6. MMER in Learning, Optimization, and Applications

MMER underpins a variety of results across learning theory:

In statistical learning, for function classes of moderate complexity ( $p \in (0,2)$ for entropy growth), the minimax regret matches minimax risk, while for massive classes ( $p>2$ ), regret rates are necessarily slower (1308.1147).
In combinatorial optimization under uncertainty, introducing randomization in the decision maker’s strategy reduces conservatism and can make the MMER tractable by LP methods (1401.7043).
In nonstationary bandit problems, MMER quantifies optimal "adaptivity to change," guiding architecture and window size in adaptive-UCB algorithms (2101.08980).

The deep connection of MMER to information theory, geometry, and convex analysis makes it a central organizing principle for the design and analysis of robust, adaptive, and learning-centered algorithms in adversarial and stochastic environments.
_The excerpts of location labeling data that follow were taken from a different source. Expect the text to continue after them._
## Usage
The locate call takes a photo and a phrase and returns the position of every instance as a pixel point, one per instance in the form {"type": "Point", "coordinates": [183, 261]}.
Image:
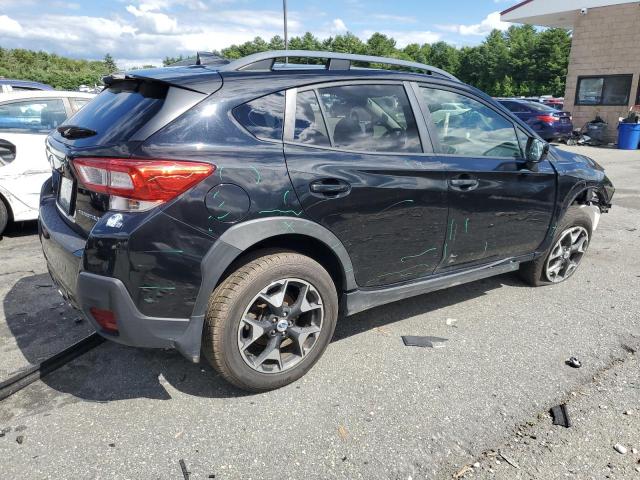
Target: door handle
{"type": "Point", "coordinates": [330, 187]}
{"type": "Point", "coordinates": [464, 183]}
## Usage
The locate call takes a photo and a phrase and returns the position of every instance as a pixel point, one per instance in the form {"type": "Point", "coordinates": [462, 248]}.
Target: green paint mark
{"type": "Point", "coordinates": [282, 212]}
{"type": "Point", "coordinates": [418, 255]}
{"type": "Point", "coordinates": [289, 227]}
{"type": "Point", "coordinates": [168, 250]}
{"type": "Point", "coordinates": [257, 174]}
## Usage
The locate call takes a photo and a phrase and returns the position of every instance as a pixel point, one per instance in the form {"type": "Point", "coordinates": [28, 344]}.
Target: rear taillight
{"type": "Point", "coordinates": [105, 318]}
{"type": "Point", "coordinates": [547, 118]}
{"type": "Point", "coordinates": [137, 185]}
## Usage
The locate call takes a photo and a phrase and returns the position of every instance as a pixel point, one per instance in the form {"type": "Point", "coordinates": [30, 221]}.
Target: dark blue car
{"type": "Point", "coordinates": [546, 121]}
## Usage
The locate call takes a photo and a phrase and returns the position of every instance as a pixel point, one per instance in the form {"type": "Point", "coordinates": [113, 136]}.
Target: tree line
{"type": "Point", "coordinates": [519, 61]}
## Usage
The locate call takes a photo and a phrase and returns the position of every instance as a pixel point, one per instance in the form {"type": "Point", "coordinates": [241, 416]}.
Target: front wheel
{"type": "Point", "coordinates": [569, 246]}
{"type": "Point", "coordinates": [270, 321]}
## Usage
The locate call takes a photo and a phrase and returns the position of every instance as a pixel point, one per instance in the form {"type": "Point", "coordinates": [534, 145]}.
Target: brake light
{"type": "Point", "coordinates": [136, 184]}
{"type": "Point", "coordinates": [105, 318]}
{"type": "Point", "coordinates": [547, 118]}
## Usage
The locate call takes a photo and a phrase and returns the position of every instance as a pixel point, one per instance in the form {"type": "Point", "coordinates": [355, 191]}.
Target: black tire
{"type": "Point", "coordinates": [237, 292]}
{"type": "Point", "coordinates": [4, 216]}
{"type": "Point", "coordinates": [534, 272]}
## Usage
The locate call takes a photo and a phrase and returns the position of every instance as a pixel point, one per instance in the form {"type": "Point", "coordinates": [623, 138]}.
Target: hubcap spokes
{"type": "Point", "coordinates": [566, 254]}
{"type": "Point", "coordinates": [280, 326]}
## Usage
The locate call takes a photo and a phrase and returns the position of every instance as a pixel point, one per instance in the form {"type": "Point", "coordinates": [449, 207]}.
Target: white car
{"type": "Point", "coordinates": [25, 120]}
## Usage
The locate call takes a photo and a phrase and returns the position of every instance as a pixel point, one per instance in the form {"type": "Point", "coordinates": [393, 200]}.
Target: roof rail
{"type": "Point", "coordinates": [265, 61]}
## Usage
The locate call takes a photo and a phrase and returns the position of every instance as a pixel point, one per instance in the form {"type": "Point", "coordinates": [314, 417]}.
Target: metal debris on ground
{"type": "Point", "coordinates": [510, 461]}
{"type": "Point", "coordinates": [573, 362]}
{"type": "Point", "coordinates": [415, 341]}
{"type": "Point", "coordinates": [560, 415]}
{"type": "Point", "coordinates": [621, 449]}
{"type": "Point", "coordinates": [185, 472]}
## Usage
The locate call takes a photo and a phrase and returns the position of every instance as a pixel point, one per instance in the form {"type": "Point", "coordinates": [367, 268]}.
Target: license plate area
{"type": "Point", "coordinates": [65, 195]}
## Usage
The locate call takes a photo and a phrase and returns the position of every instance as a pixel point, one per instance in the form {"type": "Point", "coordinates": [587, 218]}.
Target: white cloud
{"type": "Point", "coordinates": [404, 38]}
{"type": "Point", "coordinates": [9, 26]}
{"type": "Point", "coordinates": [491, 22]}
{"type": "Point", "coordinates": [339, 26]}
{"type": "Point", "coordinates": [153, 21]}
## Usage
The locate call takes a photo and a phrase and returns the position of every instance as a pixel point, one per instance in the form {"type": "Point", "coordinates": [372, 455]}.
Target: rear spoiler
{"type": "Point", "coordinates": [197, 78]}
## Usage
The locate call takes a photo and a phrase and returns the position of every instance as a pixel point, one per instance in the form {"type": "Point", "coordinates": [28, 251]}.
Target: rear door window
{"type": "Point", "coordinates": [310, 128]}
{"type": "Point", "coordinates": [474, 130]}
{"type": "Point", "coordinates": [263, 117]}
{"type": "Point", "coordinates": [119, 112]}
{"type": "Point", "coordinates": [32, 116]}
{"type": "Point", "coordinates": [370, 118]}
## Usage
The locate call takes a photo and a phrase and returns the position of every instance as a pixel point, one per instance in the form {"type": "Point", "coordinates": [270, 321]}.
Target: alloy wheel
{"type": "Point", "coordinates": [566, 254]}
{"type": "Point", "coordinates": [280, 326]}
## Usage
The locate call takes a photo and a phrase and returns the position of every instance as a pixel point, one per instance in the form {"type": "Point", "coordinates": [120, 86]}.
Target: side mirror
{"type": "Point", "coordinates": [537, 150]}
{"type": "Point", "coordinates": [7, 152]}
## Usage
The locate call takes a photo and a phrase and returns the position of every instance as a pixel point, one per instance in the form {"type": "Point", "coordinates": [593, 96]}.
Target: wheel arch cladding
{"type": "Point", "coordinates": [297, 234]}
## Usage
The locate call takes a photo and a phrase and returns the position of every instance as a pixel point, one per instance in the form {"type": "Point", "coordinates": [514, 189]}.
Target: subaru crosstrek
{"type": "Point", "coordinates": [237, 210]}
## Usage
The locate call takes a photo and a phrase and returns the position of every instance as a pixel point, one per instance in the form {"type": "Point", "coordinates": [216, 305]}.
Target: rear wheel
{"type": "Point", "coordinates": [569, 245]}
{"type": "Point", "coordinates": [4, 216]}
{"type": "Point", "coordinates": [270, 321]}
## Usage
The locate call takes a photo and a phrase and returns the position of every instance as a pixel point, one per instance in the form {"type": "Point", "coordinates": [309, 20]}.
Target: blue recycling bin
{"type": "Point", "coordinates": [628, 136]}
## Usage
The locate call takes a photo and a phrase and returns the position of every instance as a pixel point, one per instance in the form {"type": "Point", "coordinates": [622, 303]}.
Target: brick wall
{"type": "Point", "coordinates": [606, 41]}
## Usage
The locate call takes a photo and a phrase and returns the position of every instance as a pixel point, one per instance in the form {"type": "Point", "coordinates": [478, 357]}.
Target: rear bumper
{"type": "Point", "coordinates": [64, 249]}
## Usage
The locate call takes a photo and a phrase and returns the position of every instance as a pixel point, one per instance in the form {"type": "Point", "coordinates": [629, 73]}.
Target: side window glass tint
{"type": "Point", "coordinates": [370, 118]}
{"type": "Point", "coordinates": [310, 128]}
{"type": "Point", "coordinates": [472, 129]}
{"type": "Point", "coordinates": [37, 116]}
{"type": "Point", "coordinates": [263, 116]}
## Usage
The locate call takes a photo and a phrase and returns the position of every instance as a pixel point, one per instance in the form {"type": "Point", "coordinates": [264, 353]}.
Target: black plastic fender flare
{"type": "Point", "coordinates": [237, 240]}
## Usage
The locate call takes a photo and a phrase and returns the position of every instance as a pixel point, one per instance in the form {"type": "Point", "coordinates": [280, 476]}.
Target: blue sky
{"type": "Point", "coordinates": [145, 31]}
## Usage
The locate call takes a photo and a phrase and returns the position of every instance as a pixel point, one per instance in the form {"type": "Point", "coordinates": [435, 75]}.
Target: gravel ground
{"type": "Point", "coordinates": [373, 408]}
{"type": "Point", "coordinates": [34, 321]}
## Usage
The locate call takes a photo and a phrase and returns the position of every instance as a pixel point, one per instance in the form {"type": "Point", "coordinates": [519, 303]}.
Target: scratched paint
{"type": "Point", "coordinates": [403, 259]}
{"type": "Point", "coordinates": [396, 204]}
{"type": "Point", "coordinates": [258, 177]}
{"type": "Point", "coordinates": [167, 250]}
{"type": "Point", "coordinates": [399, 272]}
{"type": "Point", "coordinates": [281, 212]}
{"type": "Point", "coordinates": [289, 227]}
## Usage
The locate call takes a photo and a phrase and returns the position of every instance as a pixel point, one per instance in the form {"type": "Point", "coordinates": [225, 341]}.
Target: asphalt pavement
{"type": "Point", "coordinates": [371, 407]}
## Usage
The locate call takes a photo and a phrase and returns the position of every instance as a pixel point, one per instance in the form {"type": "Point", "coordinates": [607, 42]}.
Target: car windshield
{"type": "Point", "coordinates": [539, 107]}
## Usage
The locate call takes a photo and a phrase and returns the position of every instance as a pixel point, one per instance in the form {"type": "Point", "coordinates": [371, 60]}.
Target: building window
{"type": "Point", "coordinates": [604, 90]}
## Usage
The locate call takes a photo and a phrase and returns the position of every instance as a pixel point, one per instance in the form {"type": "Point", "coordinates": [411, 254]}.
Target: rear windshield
{"type": "Point", "coordinates": [118, 112]}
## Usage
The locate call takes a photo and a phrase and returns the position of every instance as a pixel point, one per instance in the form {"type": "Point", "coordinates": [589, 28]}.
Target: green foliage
{"type": "Point", "coordinates": [520, 61]}
{"type": "Point", "coordinates": [59, 72]}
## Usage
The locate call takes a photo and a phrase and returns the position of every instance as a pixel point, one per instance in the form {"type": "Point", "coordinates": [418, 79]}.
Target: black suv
{"type": "Point", "coordinates": [237, 210]}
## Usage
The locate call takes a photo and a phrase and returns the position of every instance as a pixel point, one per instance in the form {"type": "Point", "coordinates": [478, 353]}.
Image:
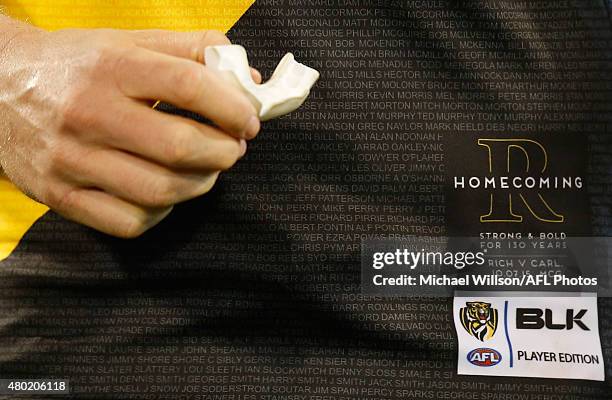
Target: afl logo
{"type": "Point", "coordinates": [484, 357]}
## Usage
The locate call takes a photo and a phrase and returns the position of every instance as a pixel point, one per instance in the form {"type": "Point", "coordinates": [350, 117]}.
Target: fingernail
{"type": "Point", "coordinates": [242, 147]}
{"type": "Point", "coordinates": [252, 127]}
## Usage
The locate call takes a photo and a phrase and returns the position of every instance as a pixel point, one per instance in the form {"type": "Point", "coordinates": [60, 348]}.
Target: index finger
{"type": "Point", "coordinates": [145, 74]}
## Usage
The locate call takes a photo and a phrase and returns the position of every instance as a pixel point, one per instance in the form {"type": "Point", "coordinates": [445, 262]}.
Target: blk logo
{"type": "Point", "coordinates": [507, 156]}
{"type": "Point", "coordinates": [536, 318]}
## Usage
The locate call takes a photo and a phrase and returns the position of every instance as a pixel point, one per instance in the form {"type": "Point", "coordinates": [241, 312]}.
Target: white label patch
{"type": "Point", "coordinates": [531, 336]}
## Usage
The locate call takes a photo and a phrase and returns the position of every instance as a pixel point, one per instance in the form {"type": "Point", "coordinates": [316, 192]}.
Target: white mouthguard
{"type": "Point", "coordinates": [285, 91]}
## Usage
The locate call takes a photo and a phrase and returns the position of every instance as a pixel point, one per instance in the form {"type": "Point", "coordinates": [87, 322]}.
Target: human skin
{"type": "Point", "coordinates": [77, 131]}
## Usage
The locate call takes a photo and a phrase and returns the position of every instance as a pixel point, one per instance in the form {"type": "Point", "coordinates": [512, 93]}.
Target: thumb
{"type": "Point", "coordinates": [189, 45]}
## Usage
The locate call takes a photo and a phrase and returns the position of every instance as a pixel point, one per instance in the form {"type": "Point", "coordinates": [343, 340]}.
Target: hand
{"type": "Point", "coordinates": [77, 131]}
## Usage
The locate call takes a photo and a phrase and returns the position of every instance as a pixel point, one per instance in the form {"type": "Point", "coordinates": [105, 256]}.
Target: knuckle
{"type": "Point", "coordinates": [134, 226]}
{"type": "Point", "coordinates": [178, 150]}
{"type": "Point", "coordinates": [209, 182]}
{"type": "Point", "coordinates": [224, 160]}
{"type": "Point", "coordinates": [163, 192]}
{"type": "Point", "coordinates": [187, 84]}
{"type": "Point", "coordinates": [59, 198]}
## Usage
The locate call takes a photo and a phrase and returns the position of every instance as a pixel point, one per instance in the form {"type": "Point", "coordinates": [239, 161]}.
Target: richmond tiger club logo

7. Summary Table: MMER—Key Constructs and Implications

Aspect	MMER Characterization	Implication
Formal Definition	$R^*_T = \sup_p \left[\sum_t \Phi(p_t) - \Phi(U_T)\right]$	Links regret to distributional curvature
Geometry of $\Phi$	Flat: strongly convex/exp-concave $\implies O(\log T)$ ; non-smooth $\implies \Omega(\sqrt{T})$	Structure governs attainable rates
Empirical Min vs. Conditional Min	Regret is the gap between online adaptive and best-in-hindsight loss	Duality with empirical risk minimization
Stochastic vs. Adversarial Model	Minimax over adversarial distributions is equivalent to stochastic empirical process	Unifies two key learning paradigms
Decision-Theoretic Variants	MWER, robust planning, partial monitoring	Flexible generalization
Applications	Online convex optimization, statistical learning, bandits, robust planning	Adversarial robustness, adaptivity

MMER thus provides both the theoretical ceiling for online learning and decision-making algorithms and the underlying conceptual structure for robust adaptive behavior in uncertain environments.